I will never, ever forget all the love and support I received from so may. I learned how wonderful mankind is and how I am “worthy” to receive that love. It has been one of the greatest gifts of all.
I became a more compassionate healer the day I was diagnosed with breast cancer. I could now understand and empathize with my patients like I never had before and I could offer them HOPE, KINDNESS and LOVE in a new light. I believe there is no greater service to God than that.
I have learned to take one day at a time: In the beginning, one minute at a time. I am attempting to live in the present. I no longer live in the past and I consciously choose to do so daily. I love being in the moment for that moment can be so energizing and life altering and can never be experienced again.

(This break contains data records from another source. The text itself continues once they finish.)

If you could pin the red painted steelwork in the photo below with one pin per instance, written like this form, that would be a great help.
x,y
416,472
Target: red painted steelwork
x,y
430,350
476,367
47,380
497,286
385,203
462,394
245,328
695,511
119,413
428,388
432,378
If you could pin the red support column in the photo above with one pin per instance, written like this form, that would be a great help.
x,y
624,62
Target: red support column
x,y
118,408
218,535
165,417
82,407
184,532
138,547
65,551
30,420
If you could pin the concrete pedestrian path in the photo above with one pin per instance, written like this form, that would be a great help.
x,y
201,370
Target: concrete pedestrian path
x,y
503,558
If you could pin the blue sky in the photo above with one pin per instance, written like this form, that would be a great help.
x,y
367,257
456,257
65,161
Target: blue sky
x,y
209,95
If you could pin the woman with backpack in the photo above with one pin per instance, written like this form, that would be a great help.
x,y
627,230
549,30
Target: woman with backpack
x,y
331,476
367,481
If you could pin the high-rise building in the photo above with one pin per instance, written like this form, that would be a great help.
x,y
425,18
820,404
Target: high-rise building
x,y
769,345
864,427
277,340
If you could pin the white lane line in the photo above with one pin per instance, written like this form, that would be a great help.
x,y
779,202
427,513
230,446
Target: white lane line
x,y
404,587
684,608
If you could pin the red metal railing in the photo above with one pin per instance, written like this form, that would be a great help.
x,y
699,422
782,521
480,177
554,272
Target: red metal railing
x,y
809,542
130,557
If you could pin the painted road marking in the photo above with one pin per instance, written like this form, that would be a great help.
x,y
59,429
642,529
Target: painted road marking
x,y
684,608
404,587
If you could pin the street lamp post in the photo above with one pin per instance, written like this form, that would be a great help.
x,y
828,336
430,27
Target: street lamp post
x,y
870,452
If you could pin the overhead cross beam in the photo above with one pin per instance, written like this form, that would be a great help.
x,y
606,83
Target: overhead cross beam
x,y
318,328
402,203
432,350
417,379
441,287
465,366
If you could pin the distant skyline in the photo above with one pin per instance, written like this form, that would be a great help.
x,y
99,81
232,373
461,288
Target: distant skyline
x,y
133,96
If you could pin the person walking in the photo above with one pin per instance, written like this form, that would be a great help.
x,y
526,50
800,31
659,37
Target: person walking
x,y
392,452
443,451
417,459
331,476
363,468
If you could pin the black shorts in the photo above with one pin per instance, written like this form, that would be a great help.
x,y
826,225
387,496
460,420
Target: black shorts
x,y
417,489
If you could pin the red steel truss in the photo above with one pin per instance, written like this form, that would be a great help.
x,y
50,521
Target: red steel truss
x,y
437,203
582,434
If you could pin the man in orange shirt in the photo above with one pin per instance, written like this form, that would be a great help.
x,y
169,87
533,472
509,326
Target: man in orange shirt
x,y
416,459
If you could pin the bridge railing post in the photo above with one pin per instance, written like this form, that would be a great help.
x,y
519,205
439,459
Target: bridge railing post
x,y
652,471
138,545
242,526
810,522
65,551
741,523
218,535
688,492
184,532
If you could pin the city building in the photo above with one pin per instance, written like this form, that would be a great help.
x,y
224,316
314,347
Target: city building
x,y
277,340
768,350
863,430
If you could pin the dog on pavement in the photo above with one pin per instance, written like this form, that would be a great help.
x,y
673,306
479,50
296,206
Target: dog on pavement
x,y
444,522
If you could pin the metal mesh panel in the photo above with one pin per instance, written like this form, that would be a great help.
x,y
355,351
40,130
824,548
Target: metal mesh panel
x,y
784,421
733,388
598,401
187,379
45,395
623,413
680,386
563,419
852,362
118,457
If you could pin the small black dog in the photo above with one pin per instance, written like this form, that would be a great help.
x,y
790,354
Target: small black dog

The “little things” I don’t sweat anymore. Heck……. once you’ve been run over by a train and have lived to talk about it, those incidentals mean nothing. I relish in the simple things. I love flowers, blue skies and mint chip ice cream. I take very little for granted and I savor every blessed event this life has to offer.
I “love” more. I tell people and family I love them. I give more hugs and kisses than I ever used to. I still cry at the drop of a hat, but I learned that if I can share something very personal with someone and it assists them in healing on some level, it is worth the few tears we may all shed. I believe that incredible healing can take place when one is willing to open their heart and share.
I find that I am more at peace with myself and the world. I am more joy filled and my heart feels lighter and freer.
I am closer to God that I’ve ever been in my life. I have come to understand that he has always been there for me, loving and guiding me. I simply was not awakened.
I am “AWAKENED” now. In August of 2003 Pat Bateson’s spiritual awakening began. One year later her story continues. I am so thankful to the Divine for assisting me on this journey and I am equally as blessed to have such wonderful family and friends who have been behind me every step of the way. Each of them has played an integral role in my healing. I could not have done it without you.
I believe nothing happens by chance in the life and that we all came to this Earth for a reason. We share love, friendships, laughter, sadness, pain, joy and peace. Through good times and bad we have always been there to support one another. To me, that is what life is all about.
I love you and thank you for being in my life.